I reflect that there are some notable female diplomats in this part of the world. The newly arrived American ambassador to Yerevan is a woman, as is her counterpart in Baku, where the British ambassador is also female. The new British ambassador in Moscow is too. Perhaps having women as ambassadors in these still largely patriarchal societies is a good way of giving the host countries a shock.


Friday

LIKE the rest of the region, Armenia was troubled by Russia’s August war with Georgia. But the Armenians have two more specific reasons to be edgy. The first is that they are traditionally Russia’s strongest ally in the Caucasus, to the extent even of hosting two Russian military bases. The second is that they are landlocked and face closed borders to the west (with Turkey) and the east (with Azerbaijan). That means 80% of their trade goes through Georgia, whose ports the Russians smashed up during the war. Brief as the fighting was, the country soon began to suffer from petrol shortages.

With a clutch of other foreign journalists, we go along to see the president, Serzh Sarkisian. He is anxious to be on good terms with both Russia and the West, and clearly finds it harder than it used to be to balance the two. Hence his cautious negotiations with the Turks, which may yet lead to an opening of the border. Dealing with Azerbaijan is harder, for the fact that he (like his predecessor, Robert Kocharian) comes from the disputed enclave of Nagorno-Karabakh. Although Armenia is ready to give up some of the Azerbaijani territory that it now controls, there is no way it can compromise over the autonomy of Karabakh.

Mr Sarkisian seems secure enough in his job (though some rumours suggest that Mr Kocharian would like to come back). But his election as president last February was highly controversial. Independent election monitors were critical of its conduct, and the opposition candidate, Levon Ter-Petrossian, announced that the result had been fixed. He even brought his supporters out onto the streets of Yerevan. When the government suppressed the demonstrations, ten people were killed, and as many as 74 are still in jail.

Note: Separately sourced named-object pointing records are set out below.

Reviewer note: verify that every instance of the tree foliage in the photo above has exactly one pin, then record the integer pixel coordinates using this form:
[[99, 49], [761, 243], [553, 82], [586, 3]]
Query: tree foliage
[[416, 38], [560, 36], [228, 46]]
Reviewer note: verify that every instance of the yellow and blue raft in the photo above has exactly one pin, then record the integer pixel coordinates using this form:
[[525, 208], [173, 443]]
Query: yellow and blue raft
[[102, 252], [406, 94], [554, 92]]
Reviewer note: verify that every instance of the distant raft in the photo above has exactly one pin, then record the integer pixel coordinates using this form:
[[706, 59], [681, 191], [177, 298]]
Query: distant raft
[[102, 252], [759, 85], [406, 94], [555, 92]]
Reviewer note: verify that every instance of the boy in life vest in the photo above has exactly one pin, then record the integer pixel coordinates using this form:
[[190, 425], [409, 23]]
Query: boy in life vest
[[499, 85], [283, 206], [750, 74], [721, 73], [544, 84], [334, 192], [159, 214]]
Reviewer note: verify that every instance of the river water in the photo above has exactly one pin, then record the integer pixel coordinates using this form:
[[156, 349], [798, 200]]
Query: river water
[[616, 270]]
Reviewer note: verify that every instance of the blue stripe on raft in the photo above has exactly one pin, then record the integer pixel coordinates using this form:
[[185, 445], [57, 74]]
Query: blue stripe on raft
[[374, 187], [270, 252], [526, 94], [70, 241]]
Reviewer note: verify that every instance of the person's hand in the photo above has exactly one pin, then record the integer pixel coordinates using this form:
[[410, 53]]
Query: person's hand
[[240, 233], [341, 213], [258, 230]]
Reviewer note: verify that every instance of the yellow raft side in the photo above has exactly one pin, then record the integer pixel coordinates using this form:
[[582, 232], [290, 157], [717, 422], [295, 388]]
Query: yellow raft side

We visit Mr Ter-Petrossian, the grand old man of Armenian politics, a former member of the Soviet politburo who became the independent country’s first president. Today he lives in a splendid timber house surrounded by beautiful grounds, right above Yerevan’s football stadium. Sitting in his garden, drinking tea, he insists that the election was falsified and calls the government deeply corrupt. When we tell him we have been told there are no political prisoners in Armenia, he laughs and says that Stalin said there were no political prisoners in the Soviet Union. But for all his charisma, it is hard to see him playing a big political role in future.

As an antidote to Armenia’s troubled politics, we finish our trip by visiting perhaps Yerevan’s most haunting site: the genocide museum, perched on top of the hill above Mr Ter-Petrossian’s house. On a beautifully sunny afternoon, it is a strangely peaceful place. In the grounds are trees planted by visiting presidents and American congressmen. The museum itself is simple and moving: it shows records, newspaper articles, books and letters recording just what happened in Anatolia in 1915, when the Young Turks in charge of the country decided to expel the Armenian population. As many as 800,000-1m Armenians died. Next to the museum is a memorial with an eternal flame.

Yet the issue of what really happened remains highly controversial today. The Armenian government no longer insists on Turkey recognising what it calls the genocide as a precondition for better relations. But there is a powerful Armenian diaspora in France and California that lobbies vociferously on the matter. The US Congress almost passed a resolution recognising the Armenian genocide last year; it may return to the issue after the November election. Turkey is moving heaven and earth to stop this resolution. Whatever happens, it certainly negates Hitler’s remark, as he planned the Holocaust in the 1930s: “Who now remembers the Armenians?” The answer, thankfully, is that we all do.